Frantz Fanon que voici est, quoi qu’on en pense, l’un des grands penseurs qui ont marqué le 20ème siècle par la puissance du verbe. Chez Fanon, le verbe n’est pas seulement étincelant. La pensée est une question de parole et celle de Fanon a été suffisamment haute pour que l’on puisse la placer sur l’horizon du 20ème siècle aux côtés des plus puissants.

Il a été pour les militants africains ce que Jean Paul Sartre fut pour les intellectuels militants de son époque. Seule la sincérité dans l’engagement peut conférer une telle tonalité, une aussi grande influence surtout pour les études postcoloniales aujourd’hui. C’est à la faveur de cette discipline universitaire aujourd’hui très prisée par les uns et incroyablement combattue par les autres que Frantz Fanon a pris le chemin du retour, non pas comme un spectre, mais un revenant se réincarnant à travers les âges et les idées. C’est le phénomène de la revivification et de la réincarnation intellectuelle. Les intellectuels ne meurent pas. Il a contribué de façon décisive à la libération des Peuples opprimés en leur offrant une arme redoutable par les arguments incisifs développés dans ses ouvrages. A ce propos, Achille Mbembe a raison de dire que «l’œuvre de Frantz Fanon fut pour tous les opprimés une arme de silex». Il a même servi de référence aux militants noirs américains.

Ce psychiatre né en 1925 à Fort-de-France en Martinique, «citoyen» français qui a connu les affres de la guerre mondiale où il été fait prisonnier, a pourtant été l’ambassadeur du gouvernement provisoire de la République algérienne au Ghana.
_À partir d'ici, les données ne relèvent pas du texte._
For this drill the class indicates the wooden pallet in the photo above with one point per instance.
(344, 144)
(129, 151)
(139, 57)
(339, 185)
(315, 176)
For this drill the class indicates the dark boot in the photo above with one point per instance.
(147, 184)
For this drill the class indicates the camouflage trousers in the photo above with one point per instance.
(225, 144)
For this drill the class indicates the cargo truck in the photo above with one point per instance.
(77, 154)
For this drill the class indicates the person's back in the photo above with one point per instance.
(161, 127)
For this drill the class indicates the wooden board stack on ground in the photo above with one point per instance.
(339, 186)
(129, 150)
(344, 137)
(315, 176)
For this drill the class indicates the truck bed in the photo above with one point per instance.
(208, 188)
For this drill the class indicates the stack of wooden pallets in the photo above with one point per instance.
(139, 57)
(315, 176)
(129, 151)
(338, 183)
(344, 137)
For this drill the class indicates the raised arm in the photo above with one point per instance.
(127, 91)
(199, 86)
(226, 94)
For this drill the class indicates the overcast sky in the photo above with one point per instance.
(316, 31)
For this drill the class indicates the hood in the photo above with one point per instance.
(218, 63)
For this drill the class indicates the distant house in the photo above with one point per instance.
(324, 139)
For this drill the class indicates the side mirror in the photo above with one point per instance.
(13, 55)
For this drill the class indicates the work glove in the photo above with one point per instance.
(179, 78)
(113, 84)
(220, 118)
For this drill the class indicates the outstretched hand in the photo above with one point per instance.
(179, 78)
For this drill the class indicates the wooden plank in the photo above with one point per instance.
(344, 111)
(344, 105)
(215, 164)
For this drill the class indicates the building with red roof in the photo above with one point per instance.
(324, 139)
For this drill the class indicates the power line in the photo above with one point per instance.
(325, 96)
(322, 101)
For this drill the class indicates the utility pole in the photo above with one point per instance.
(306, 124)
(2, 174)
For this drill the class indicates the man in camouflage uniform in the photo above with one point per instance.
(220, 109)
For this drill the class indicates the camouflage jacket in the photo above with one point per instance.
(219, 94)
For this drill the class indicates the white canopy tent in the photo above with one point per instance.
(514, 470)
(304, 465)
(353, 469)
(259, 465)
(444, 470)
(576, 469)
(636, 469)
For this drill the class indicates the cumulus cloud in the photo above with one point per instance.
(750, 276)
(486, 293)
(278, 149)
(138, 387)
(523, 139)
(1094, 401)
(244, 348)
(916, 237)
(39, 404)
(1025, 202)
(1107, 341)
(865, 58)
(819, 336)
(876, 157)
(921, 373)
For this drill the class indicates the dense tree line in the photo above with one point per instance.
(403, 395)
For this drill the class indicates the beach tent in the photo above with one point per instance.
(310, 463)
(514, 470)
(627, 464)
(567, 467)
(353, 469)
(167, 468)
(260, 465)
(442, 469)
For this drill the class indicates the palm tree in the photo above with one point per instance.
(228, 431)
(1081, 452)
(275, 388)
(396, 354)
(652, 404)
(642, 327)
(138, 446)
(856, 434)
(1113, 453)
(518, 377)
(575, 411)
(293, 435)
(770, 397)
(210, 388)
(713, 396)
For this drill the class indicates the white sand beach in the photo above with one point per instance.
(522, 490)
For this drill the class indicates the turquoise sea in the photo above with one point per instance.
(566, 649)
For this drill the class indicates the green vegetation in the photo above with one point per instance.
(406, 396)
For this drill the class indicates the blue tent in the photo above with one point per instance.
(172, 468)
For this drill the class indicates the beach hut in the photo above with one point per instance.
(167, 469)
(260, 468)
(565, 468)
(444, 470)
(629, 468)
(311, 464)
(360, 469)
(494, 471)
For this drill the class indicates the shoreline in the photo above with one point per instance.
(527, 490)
L’explication en est que Fanon est «un militant universel». N’a-t-il pas dit dans Peau noire, masque blanc : «Chaque fois qu’un homme a fait triompher la dignité de l’esprit, chaque fois qu’un homme a dit non à une tentative d’asservissement de son semblable, je me suis senti solidaire de son acte.»

Cette philosophie l’a taraudé toute sa vie durant, elle lui a fait rencontrer ses alter ego Lumumba et Nkwame Nkrumah. Fanon avait l’esprit chevaleresque, un preux militant qui a échappé à deux attentats au Maroc et en Italie, les autorités coloniales françaises voulant le supprimer. Ce Martiniquais qui a démissionné de son poste de médecin-chef de l’hôpital de Blida-Joinville a été expulsé d’Algérie en Janvier 1957 parce qu’il empêchait plus même qu’il ne gênait le projet colonial. Sa contribution la plus décisive aura été la déconstruction du paradigme colonial par les moyens de la psychiatrie. Une méthode étrange et inédite qui fait encore débat aujourd’hui. En introduisant la sociothérapie dans les méthodes thérapeutiques proposées par les médecins coloniaux pour «soigner» les malades de type nord-africain, il a contribué de façon systématique à renverser le préjugé colonial par la méthode scientifique. Terrible démarche que celle de Frantz Fanon ! Une approche franchement «mortelle». Cette contribution qui est une œuvre d’école est certainement l’idée principale qui faisait courir ce gentleman de la pensée : la colonisation aura été le système qui a réussi à détruire psychologiquement le colon et le colonisé. Quoi de plus normal que d’introduire la méthode du traitement mental face aux affres psychologiques de la colonisation qui a littéralement décérébré le nord-Africain par exemple.

Frantz Omar Fanon, le plus illustre des tiers-mondistes, s’est éteint le 6 décembre 1961 à Washington à l’âge de 36 ans seulement. Il a été inhumé au cimetière des martyrs de la guerre, près de la frontière algéro-tunisienne, dans la commune d’Ain Kerma, léguant à la postérité des ouvrages majeurs, entre autres, Les damnés de la terre et Peau noire, masque blanc.